Tuesday, September 13, 2011

Census Data Shows BadgerCare Has Filled the Gap for Many Families and Individuals Who Lost their Job-Based Coverage Due to the Recession, However 504,000 Non-Elderly Wisconsinites Still Lack Insurance Coverage

As WCCF noted in a press release today, the U.S. Census bureau released the Current Population Survey (CPS) data this morning, showing that more Americans are living in poverty -- 46.2 million in 2010 -- than at any other time since the federal government began estimating poverty 52 years ago. The national poverty rate jumped from 14.3% in 2009 to 15.1% last year, the highest national poverty rate since 1993 and the fourth consecutive yearly increase. The child poverty rate rose from 20.7% in 2009 to 22.0% in 2010.

Though we mention it at the end of the release, the health insurance coverage data from the CPS is not insignificant. The recession and its aftermath have also reduced the number of people who are covered by employer-sponsored health care insurance. An estimated 504,000 non-elderly Wisconsinites (10.6%) lacked health insurance in 2009-10, according to the new CPS data, an increase of about 31,000 since 2007-08, when 9.8% were uninsured. (The Census Bureau averages two years of CPS data in order to make the estimates more reliable.)

Low-income families with incomes below $25,000 were hit especially hard.  Nationally, an estimated 846,000 more people in these low-income households were uninsured in 2010 than in 2009 (part of the story here is that the number of people with households incomes below this level increased by nearly 2 million). One of the goals of the Affordable Care Act (ACA) is to increase access to affordable coverage for these families, though the Health Insurance Exchanges and Medicaid expansion. In fact, one of the bright spots in the data was the decline in the number of young people (ages 18-24) without access to health insurance. This was likely due to the ACA’s expansion of coverage for this group in 2010.

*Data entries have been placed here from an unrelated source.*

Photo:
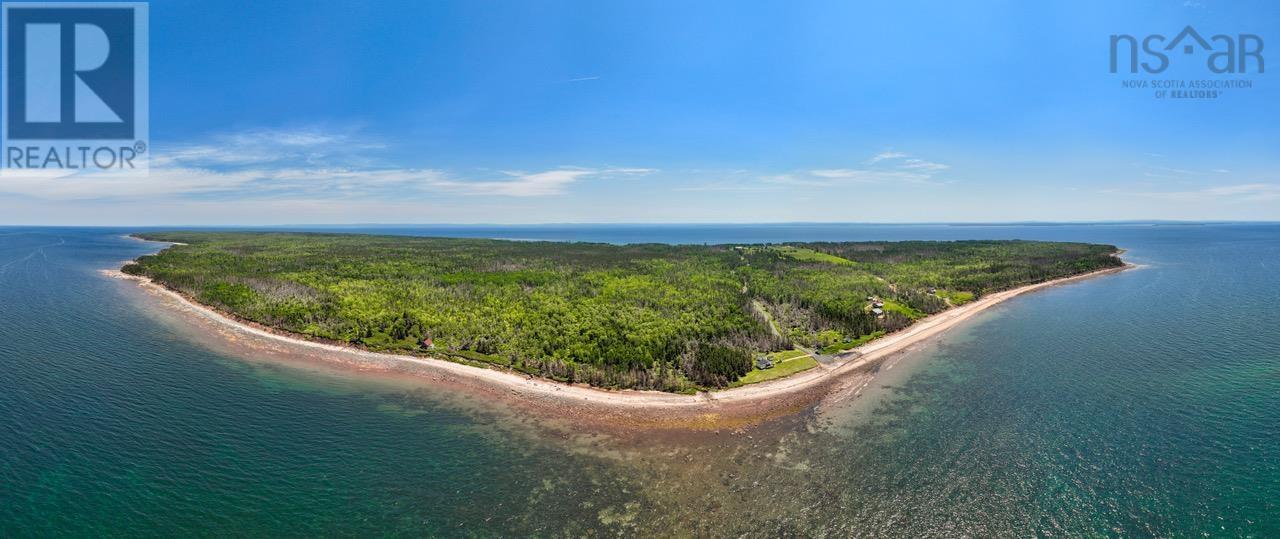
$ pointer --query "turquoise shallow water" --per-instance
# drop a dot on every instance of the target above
(1141, 403)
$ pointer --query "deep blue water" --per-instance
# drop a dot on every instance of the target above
(1141, 403)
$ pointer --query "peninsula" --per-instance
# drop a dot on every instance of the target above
(634, 316)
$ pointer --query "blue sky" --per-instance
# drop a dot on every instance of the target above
(593, 112)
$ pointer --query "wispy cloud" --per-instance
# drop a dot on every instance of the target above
(525, 185)
(885, 155)
(304, 164)
(1240, 192)
(885, 167)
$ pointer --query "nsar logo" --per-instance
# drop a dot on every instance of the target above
(1228, 54)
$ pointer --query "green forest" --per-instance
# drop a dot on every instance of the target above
(648, 316)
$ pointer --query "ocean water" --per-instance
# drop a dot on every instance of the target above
(1141, 403)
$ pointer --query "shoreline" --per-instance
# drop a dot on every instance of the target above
(737, 406)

In Wisconsin, BadgerCare Plus has filled the gap for many families and individuals who have lost their job-based coverage due to the recession. According to the CPS data, approximately 162,000 Wisconsinites under the age of 65 lost their employer-sponsored coverage from 2007-08 to 2009-10, but 102,000 gained Medicaid or BadgerCare Plus coverage, largely offsetting the loss of job-based coverage. This shows the importance of public coverage options like BadgerCare in difficult economic times.

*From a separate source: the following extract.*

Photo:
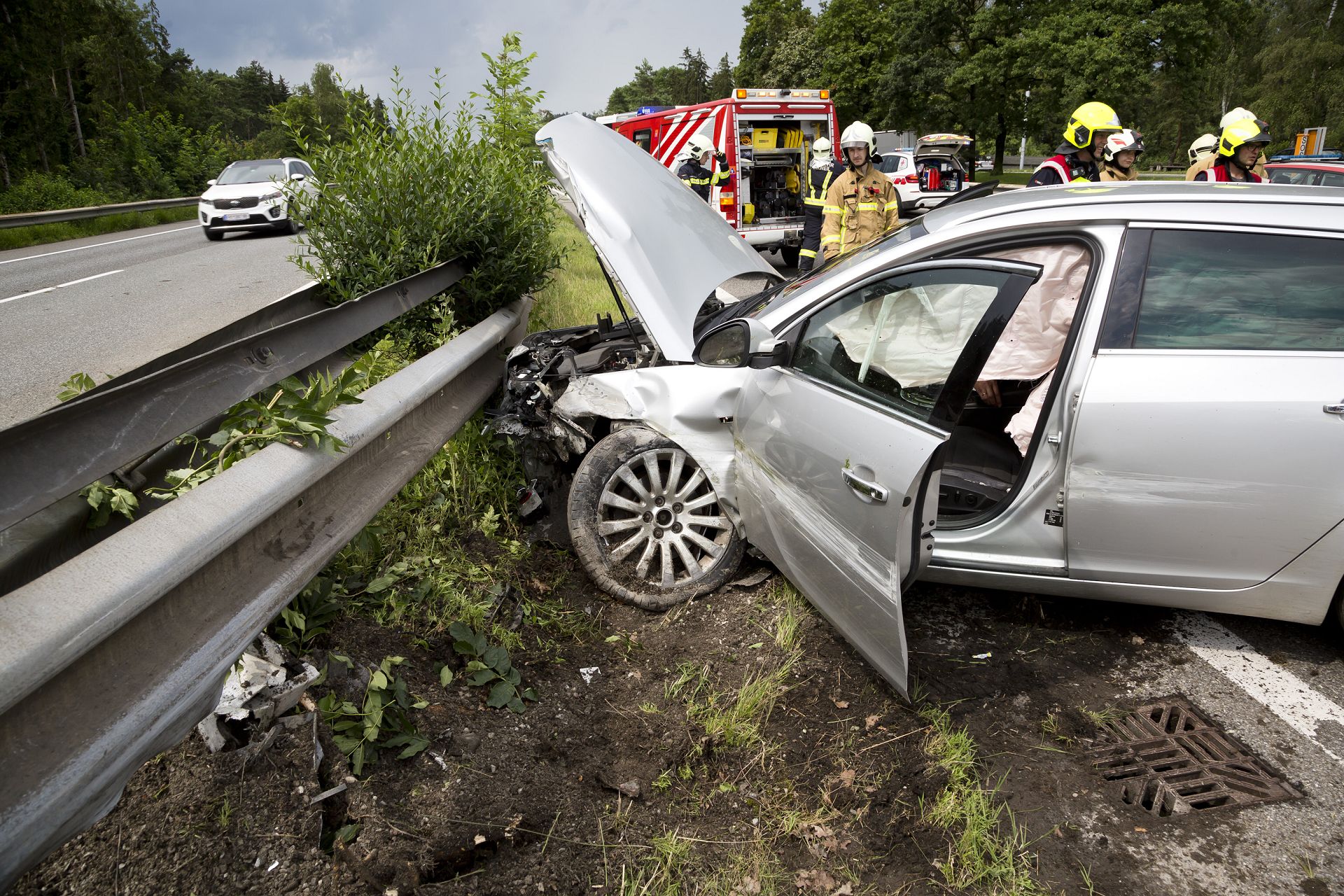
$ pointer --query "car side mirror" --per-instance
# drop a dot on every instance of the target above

As the Wisconsin State Journal reported yesterday, the state has yet to make public their plan to cut nearly $500 million in BadgerCare and Medicaid, as passed in the state budget. A WCCF paper outlines some of the potential implications of these changes; however, the CPS data shows that it will be particularly important to go through a robust public input process, to ensure that changes will not cause a further increase in the number of uninsured Wisconsinites.